We did not rate this service as we only looked at two key questions and we had not previously rated the service for all five key questions.

  • The service had not submitted required notifications, for example any abuse or allegation of abuse in relation to a service user to the CQC, without delay. The service had not submitted any notifications to the CQC since the service opened in 2019.
  • The service did not have a robust staff training records system in place so managers could not track completion.
  • Lone working procedures were not robust. Staff told us that they had their own ways of ensuring their safety such as informally messaging colleagues via their mobile phone or telling a colleague when carrying out a home visit. The clinic rooms at Tweedale Children’s Centre did not provide access to a panic alarm system and staff did not have access to a personal panic alarm that they could wear in the building or whilst working in the community.
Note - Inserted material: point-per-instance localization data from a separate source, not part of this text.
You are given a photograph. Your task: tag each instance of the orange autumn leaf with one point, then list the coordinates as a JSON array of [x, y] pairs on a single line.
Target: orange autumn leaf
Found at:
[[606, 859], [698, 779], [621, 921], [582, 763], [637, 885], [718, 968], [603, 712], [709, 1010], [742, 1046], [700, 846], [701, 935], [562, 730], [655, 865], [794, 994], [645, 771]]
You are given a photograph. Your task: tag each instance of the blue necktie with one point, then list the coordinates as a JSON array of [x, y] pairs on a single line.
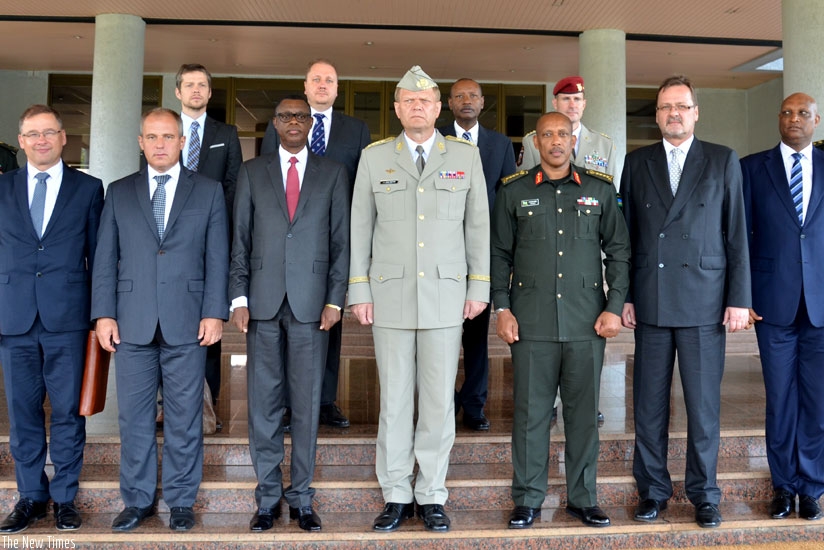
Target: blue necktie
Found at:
[[194, 148], [159, 203], [318, 144], [796, 187], [38, 203]]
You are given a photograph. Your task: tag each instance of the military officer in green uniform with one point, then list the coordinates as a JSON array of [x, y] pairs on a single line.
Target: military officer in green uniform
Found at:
[[419, 267], [8, 158], [549, 227], [593, 150]]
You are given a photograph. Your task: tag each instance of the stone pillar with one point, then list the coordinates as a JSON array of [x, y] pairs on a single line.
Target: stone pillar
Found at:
[[801, 24], [603, 65], [117, 96]]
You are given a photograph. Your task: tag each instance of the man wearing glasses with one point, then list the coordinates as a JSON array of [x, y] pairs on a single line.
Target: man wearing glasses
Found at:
[[290, 260], [49, 215], [690, 278]]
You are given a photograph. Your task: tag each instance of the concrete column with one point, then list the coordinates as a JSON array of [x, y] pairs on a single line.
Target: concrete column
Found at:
[[603, 65], [801, 24], [117, 96]]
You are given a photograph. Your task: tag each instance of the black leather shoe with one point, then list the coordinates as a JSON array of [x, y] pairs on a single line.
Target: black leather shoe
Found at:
[[66, 517], [25, 512], [331, 415], [523, 517], [477, 423], [649, 510], [264, 518], [707, 515], [808, 508], [782, 504], [592, 516], [393, 515], [308, 519], [131, 517], [434, 517], [182, 518]]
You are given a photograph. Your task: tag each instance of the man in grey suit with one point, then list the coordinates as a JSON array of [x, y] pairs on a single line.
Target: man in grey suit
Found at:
[[339, 137], [213, 150], [690, 277], [419, 267], [159, 298], [290, 259]]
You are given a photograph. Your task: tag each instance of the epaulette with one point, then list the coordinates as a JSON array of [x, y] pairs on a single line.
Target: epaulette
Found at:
[[513, 177], [11, 148], [380, 142], [461, 140], [600, 175]]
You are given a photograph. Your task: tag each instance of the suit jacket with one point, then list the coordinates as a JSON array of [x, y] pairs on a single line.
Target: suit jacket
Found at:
[[141, 281], [347, 138], [420, 243], [785, 257], [595, 152], [49, 276], [306, 259], [497, 157], [689, 252]]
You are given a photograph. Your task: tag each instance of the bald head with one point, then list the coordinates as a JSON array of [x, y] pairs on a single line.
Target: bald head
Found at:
[[797, 120]]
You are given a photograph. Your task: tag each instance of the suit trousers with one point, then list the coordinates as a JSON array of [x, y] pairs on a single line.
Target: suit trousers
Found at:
[[473, 392], [35, 364], [539, 369], [182, 370], [285, 357], [426, 359], [792, 359], [700, 353]]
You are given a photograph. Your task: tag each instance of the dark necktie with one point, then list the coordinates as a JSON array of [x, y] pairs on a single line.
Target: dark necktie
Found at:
[[318, 144], [38, 203], [159, 203], [797, 187], [194, 148], [292, 188]]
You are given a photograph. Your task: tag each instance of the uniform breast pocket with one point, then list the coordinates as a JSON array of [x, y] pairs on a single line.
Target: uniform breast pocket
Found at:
[[587, 221], [451, 198], [532, 222], [390, 199]]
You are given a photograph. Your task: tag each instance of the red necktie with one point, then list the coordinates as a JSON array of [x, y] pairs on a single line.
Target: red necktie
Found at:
[[292, 188]]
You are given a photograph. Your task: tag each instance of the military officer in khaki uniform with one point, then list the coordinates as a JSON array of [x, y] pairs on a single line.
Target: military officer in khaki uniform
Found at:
[[549, 227], [593, 150], [419, 267]]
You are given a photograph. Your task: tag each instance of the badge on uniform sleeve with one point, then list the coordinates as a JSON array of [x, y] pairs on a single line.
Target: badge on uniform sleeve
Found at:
[[451, 175]]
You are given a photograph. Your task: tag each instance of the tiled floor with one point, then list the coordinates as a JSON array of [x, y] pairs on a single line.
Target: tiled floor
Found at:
[[742, 391]]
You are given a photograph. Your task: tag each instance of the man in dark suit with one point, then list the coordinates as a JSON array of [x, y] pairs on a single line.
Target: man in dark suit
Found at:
[[783, 189], [159, 298], [213, 150], [341, 138], [466, 101], [49, 215], [290, 261], [690, 277]]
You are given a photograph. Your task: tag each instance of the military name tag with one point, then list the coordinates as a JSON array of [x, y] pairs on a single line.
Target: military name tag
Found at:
[[451, 175]]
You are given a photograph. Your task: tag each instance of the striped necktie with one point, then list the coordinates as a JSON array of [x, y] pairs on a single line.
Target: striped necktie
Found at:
[[797, 187]]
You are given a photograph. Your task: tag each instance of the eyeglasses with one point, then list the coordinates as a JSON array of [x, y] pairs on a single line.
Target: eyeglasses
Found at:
[[300, 117], [680, 108], [48, 134]]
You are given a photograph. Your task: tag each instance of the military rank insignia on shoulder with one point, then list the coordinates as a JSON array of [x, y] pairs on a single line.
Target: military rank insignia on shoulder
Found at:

Following the inspection, the provider told us that they had plans in place to trial a personal panic alarm system and implement the devices by July 2021.
  • The service did not have robust plans in place to address the frequent occurrence of health visiting staff making initial contact with families who had experienced a miscarriage or child bereavement, despite the service being aware the issue had been ongoing for some years. This meant that there was an ongoing risk that expectant mothers and their families may be contacted by the team, leading to unnecessary distress, and upset that could have been avoided.
  • Incidents were not routinely discussed in team meetings. We reviewed samples of team meeting minutes from November 2020 to March 2021 and were unable to find evidence that teams discussed learning from incidents. Some staff were not aware of any learning from incidents.

However:

  • All families we spoke with were positive about the service. Families told us that they felt they had received a good service and the health visiting staff supported them. The service received positive feedback to their family survey in August 2020.
  • The service had ensured that they had set up effective safeguarding systems to ensure that vulnerable children and their families were supported when the COVID-19 pandemic started. Staff worked hard to ensure children and families who were at risk were allocated to a health visitor.
  • Staff ensured that they maintained a good standard of record keeping. Whilst we found a small number of gaps in patient records, mostly all records we reviewed provided important information relating to a child, young person, and their family. Safeguarding supervision records were comprehensive and of a high quality.
  • Staff created new ways of sharing advice and support with families whilst the service were unable to offer face to face appointments and school nurses were unable to visits schools during the peak of the pandemic. The school nursing team had set up their own social media to reach young people.
  • The service had a clear ambition for future ways of working. Senior leaders had a vision to become an integrated service and was in the initial stages of implementing an integrated model of care called ‘Our Shared Children’s Plan 2021-2023’. At the time of our inspection, the service was focused on supporting staff wellbeing and morale following a difficult year due to the COVID-19 pandemic.